Trackers Evaluation on MOT Challenge Data

An easy way to run Similari trackers and measure their performance on real data from Multiple Object Tracking Benchmark (MOTChallenge).

Download The Data

For the MOT20 use one of the links:

curl -o MOT20Labels.zip https://motchallenge.net/data/MOT20Labels.zip

Extract the label files to the data/ folder:

unzip MOT20Labels.zip
mkdir data
mv MOT20Labels data/MOT20

The data folder structure for MOT20 should be:

MOT20/
  test/
    MOT20-04/
    ...
  train/
    MOT20-01/
      det/
      gt/
      ...
    ...

Build The Docker Image

docker build -t similari_py_mot -f python/motchallenge/Dockerfile .
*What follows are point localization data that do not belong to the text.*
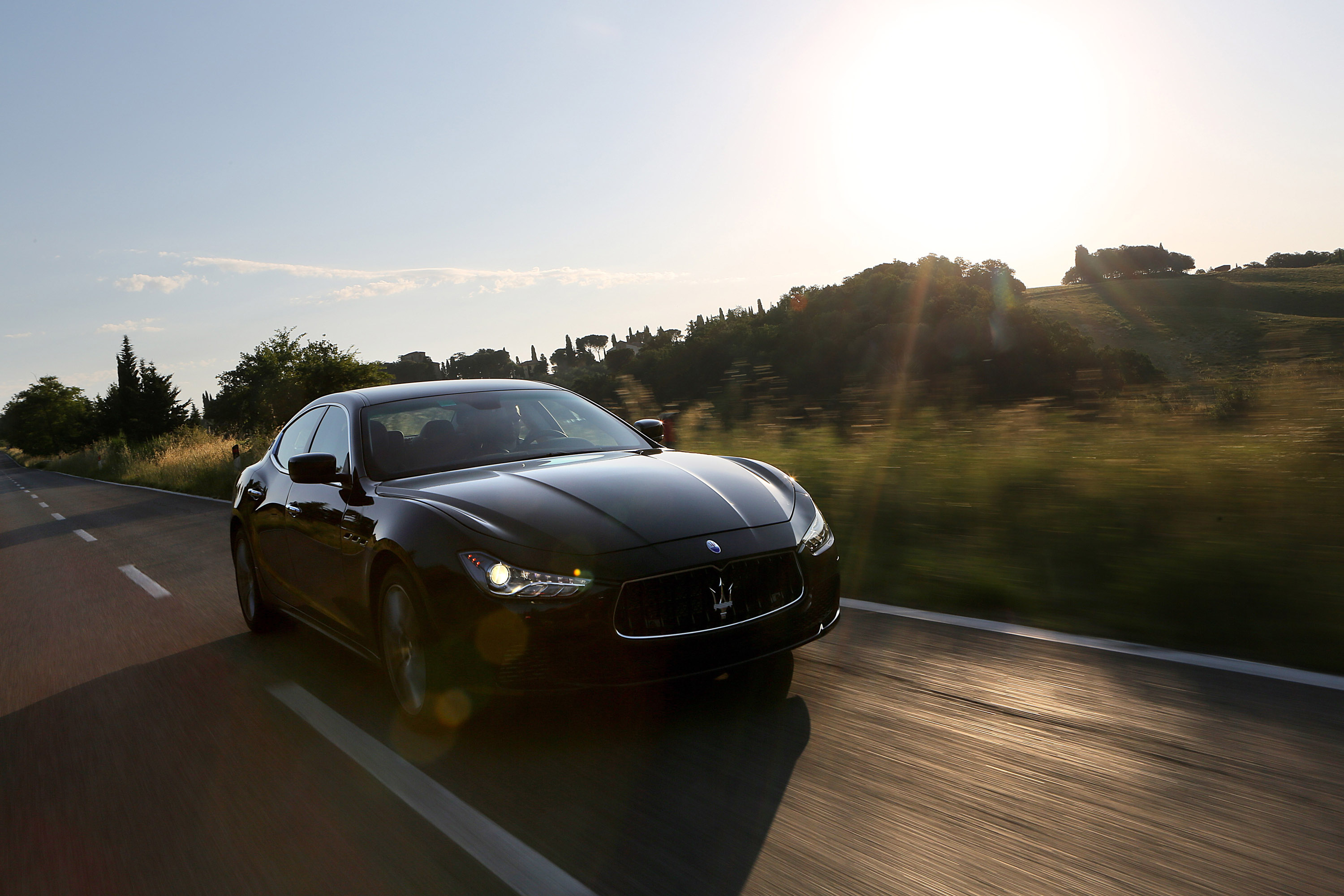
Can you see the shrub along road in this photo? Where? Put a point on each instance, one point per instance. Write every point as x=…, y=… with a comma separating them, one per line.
x=142, y=750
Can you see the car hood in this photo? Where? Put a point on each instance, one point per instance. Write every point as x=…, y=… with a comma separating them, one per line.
x=608, y=501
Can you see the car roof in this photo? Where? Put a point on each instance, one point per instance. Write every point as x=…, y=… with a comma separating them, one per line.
x=381, y=394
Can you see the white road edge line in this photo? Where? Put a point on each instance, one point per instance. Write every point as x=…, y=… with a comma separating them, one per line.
x=152, y=587
x=511, y=860
x=1226, y=664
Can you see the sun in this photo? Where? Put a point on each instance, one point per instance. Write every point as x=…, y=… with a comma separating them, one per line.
x=965, y=117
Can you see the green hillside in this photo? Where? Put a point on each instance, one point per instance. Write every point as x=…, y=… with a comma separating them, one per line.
x=1211, y=326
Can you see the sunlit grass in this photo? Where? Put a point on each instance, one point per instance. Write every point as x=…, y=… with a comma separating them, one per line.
x=1148, y=523
x=191, y=460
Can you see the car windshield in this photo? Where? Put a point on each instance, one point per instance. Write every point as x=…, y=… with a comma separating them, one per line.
x=472, y=429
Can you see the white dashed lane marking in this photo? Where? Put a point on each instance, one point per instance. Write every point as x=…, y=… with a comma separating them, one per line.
x=506, y=856
x=151, y=587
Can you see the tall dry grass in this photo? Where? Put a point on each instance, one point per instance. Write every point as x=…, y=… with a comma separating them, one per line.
x=1215, y=527
x=190, y=460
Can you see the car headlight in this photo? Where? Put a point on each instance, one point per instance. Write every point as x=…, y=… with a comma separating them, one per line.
x=818, y=538
x=507, y=581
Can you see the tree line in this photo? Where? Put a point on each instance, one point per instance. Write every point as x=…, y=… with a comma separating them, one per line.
x=937, y=326
x=1125, y=263
x=50, y=417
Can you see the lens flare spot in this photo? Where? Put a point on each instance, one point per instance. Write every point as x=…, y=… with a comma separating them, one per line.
x=500, y=637
x=453, y=707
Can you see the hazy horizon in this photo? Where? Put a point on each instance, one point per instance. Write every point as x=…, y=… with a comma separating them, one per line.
x=444, y=179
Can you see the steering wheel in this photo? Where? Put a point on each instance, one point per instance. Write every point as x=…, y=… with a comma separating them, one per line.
x=543, y=436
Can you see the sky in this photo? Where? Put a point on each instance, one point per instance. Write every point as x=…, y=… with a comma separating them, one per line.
x=443, y=178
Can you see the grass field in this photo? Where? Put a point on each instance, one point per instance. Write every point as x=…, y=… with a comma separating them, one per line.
x=1151, y=521
x=1214, y=327
x=191, y=461
x=1207, y=515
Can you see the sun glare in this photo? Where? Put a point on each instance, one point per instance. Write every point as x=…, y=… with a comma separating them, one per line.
x=960, y=117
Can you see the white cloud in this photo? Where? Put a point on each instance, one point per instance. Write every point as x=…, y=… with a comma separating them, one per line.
x=138, y=283
x=389, y=283
x=143, y=327
x=377, y=288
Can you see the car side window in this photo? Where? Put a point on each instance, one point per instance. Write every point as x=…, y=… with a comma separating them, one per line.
x=299, y=436
x=334, y=439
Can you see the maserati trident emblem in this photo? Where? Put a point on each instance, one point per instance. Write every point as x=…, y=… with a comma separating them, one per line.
x=722, y=598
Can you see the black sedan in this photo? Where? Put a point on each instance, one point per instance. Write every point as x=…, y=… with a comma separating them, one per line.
x=506, y=536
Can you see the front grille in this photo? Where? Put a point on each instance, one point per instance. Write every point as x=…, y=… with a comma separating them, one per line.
x=707, y=598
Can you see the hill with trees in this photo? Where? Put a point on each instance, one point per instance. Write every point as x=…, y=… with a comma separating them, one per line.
x=1125, y=263
x=948, y=326
x=1219, y=326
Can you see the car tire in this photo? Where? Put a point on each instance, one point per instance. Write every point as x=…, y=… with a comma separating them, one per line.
x=406, y=644
x=258, y=613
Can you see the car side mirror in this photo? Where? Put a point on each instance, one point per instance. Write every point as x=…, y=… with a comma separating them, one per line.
x=652, y=429
x=312, y=469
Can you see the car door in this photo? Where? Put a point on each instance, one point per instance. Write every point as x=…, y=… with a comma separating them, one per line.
x=269, y=519
x=315, y=513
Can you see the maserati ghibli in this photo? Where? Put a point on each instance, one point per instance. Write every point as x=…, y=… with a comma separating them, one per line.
x=513, y=536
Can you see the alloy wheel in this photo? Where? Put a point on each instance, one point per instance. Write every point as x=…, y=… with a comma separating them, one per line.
x=404, y=652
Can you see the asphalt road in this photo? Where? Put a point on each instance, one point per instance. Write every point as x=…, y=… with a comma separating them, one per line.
x=142, y=753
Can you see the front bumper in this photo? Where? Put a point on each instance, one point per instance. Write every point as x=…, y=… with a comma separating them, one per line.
x=581, y=648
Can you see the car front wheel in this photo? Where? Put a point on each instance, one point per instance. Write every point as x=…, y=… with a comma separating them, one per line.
x=258, y=614
x=406, y=644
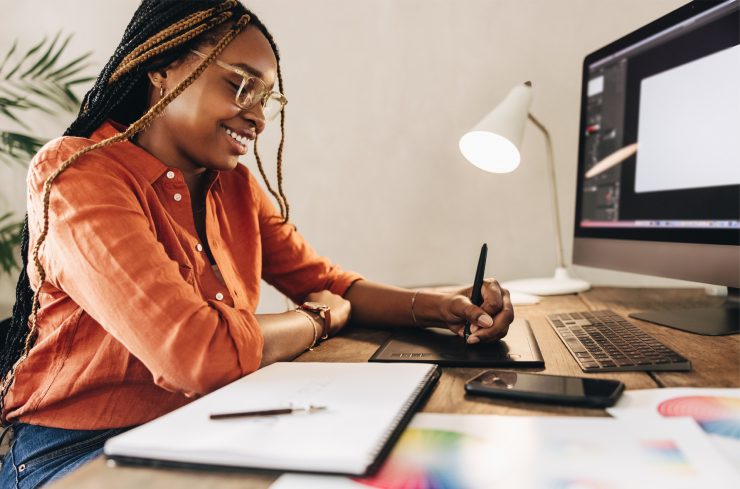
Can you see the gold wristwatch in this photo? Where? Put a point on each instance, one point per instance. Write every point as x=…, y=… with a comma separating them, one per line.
x=323, y=311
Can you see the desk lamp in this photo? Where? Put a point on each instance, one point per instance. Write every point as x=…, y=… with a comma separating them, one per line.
x=493, y=146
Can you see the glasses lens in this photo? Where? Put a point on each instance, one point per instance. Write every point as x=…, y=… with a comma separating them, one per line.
x=250, y=93
x=273, y=106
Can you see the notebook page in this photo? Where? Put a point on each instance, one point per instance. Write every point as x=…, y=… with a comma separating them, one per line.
x=362, y=400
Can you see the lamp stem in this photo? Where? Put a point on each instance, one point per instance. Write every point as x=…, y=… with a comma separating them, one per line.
x=553, y=190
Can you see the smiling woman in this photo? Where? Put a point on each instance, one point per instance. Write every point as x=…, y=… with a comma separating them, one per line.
x=146, y=240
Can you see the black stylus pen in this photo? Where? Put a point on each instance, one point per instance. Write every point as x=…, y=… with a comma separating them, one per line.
x=476, y=297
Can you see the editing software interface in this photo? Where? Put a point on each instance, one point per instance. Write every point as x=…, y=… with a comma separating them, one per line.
x=661, y=129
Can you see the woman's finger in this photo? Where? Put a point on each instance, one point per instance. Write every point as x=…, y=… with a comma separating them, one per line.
x=493, y=296
x=500, y=326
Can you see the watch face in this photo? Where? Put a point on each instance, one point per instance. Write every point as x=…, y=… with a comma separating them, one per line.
x=314, y=306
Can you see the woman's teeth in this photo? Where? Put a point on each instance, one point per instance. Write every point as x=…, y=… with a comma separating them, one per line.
x=239, y=139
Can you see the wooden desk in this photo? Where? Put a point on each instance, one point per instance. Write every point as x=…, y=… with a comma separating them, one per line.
x=716, y=363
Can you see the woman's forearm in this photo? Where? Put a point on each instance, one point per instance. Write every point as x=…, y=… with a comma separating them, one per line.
x=286, y=335
x=375, y=304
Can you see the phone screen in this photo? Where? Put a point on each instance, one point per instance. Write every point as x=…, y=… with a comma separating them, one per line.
x=547, y=385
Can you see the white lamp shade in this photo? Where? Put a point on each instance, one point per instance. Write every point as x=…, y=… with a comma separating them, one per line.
x=493, y=144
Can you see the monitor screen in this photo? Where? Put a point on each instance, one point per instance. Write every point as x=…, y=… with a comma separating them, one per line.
x=658, y=188
x=660, y=136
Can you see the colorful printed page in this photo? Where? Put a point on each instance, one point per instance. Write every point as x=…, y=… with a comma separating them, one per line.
x=716, y=411
x=446, y=451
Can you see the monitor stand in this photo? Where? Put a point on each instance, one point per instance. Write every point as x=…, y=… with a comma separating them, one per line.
x=709, y=321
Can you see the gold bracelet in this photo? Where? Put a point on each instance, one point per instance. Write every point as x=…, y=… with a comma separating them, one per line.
x=313, y=327
x=413, y=300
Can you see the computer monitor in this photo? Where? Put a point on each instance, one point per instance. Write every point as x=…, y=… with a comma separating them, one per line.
x=658, y=187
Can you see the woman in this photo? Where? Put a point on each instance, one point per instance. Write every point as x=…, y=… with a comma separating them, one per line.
x=149, y=242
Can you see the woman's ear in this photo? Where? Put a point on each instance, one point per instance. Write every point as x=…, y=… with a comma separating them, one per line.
x=158, y=79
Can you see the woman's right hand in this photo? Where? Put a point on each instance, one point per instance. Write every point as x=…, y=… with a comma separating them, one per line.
x=341, y=309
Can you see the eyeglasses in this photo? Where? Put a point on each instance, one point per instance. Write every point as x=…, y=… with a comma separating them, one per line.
x=253, y=91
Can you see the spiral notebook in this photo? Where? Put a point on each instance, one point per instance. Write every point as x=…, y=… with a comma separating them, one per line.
x=367, y=407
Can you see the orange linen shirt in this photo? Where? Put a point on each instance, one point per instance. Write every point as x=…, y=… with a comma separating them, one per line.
x=133, y=320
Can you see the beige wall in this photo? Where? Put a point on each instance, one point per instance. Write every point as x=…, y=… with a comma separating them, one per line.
x=380, y=92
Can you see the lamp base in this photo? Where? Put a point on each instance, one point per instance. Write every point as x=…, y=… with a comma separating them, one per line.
x=560, y=284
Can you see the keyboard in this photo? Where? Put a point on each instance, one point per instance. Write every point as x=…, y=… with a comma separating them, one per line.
x=603, y=341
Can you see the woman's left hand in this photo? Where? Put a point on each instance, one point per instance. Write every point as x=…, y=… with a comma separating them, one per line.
x=489, y=322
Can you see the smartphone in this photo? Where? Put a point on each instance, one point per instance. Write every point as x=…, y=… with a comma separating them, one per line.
x=555, y=389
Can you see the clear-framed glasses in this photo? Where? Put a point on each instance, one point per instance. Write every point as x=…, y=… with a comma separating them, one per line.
x=252, y=91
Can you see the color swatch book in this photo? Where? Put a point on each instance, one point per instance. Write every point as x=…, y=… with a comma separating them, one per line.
x=716, y=411
x=446, y=451
x=367, y=405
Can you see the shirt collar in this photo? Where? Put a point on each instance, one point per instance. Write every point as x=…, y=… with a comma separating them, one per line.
x=138, y=159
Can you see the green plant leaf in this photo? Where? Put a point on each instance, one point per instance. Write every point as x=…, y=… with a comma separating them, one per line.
x=36, y=81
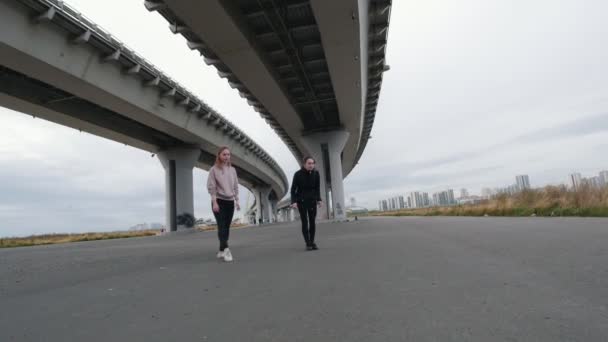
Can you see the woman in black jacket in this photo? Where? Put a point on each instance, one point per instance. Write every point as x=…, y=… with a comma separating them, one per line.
x=306, y=196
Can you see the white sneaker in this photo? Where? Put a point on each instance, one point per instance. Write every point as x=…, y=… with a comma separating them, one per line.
x=227, y=255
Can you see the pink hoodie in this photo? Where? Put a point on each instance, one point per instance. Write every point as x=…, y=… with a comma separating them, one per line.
x=223, y=183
Run The Processing and Evaluation

Execute code to process default data/MOT20/train data using default Similari SORT that uses IoU metric with 0.3 threshold:

docker run --rm -v $(pwd)/data:/data similari_py_mot

Predefined config file for the canonical (python+numpy) SORT:

docker run --rm \
    -v $(pwd)/data:/data \
    -v $(pwd)/python/motchallenge/confs/original-sort-config.toml.yml:/opt/custom_config.yml \
    similari_py_mot /opt/custom_config.yml

Predefined config file for the Similari SORT that uses Mahalanobis metric:

docker run --rm \
    -v $(pwd)/data:/data \
    -v $(pwd)/python/motchallenge/confs/similari-maha-sort-config.toml.yml:/opt/custom_config.yml \
    similari_py_mot /opt/custom_config.yml

Interpreting The Results

The whole process is logged on the stdout.

The FPS processing performance is displayed for every processed file like:

Processing MOT20-01...
Read file "/data/MOT20/train/MOT20-01/det/det.txt".
429 frames collected, with an average of 29.4 detections per frame.

100%|██████████| 429/429 [00:00<00:00, 1166.01it/s]MOT20-01 processing ended after 0:00:00.368002 (1165.76 FPS).
Resulting file /data/MOT20/output/sort_iou/data/MOT20-01.txt was successfully written.

The resulting files will be saved to the specified folder (output_path in the config file).

The data/MOT20/output/<NAME>/data folder output structure:

  • pedestrian_detailed.csv - detailed evaluation info;
  • pedestrian_summary.txt - evaluation summary;
  • processing_stats.csv - processing statistics: frames, detections, FPS, etc.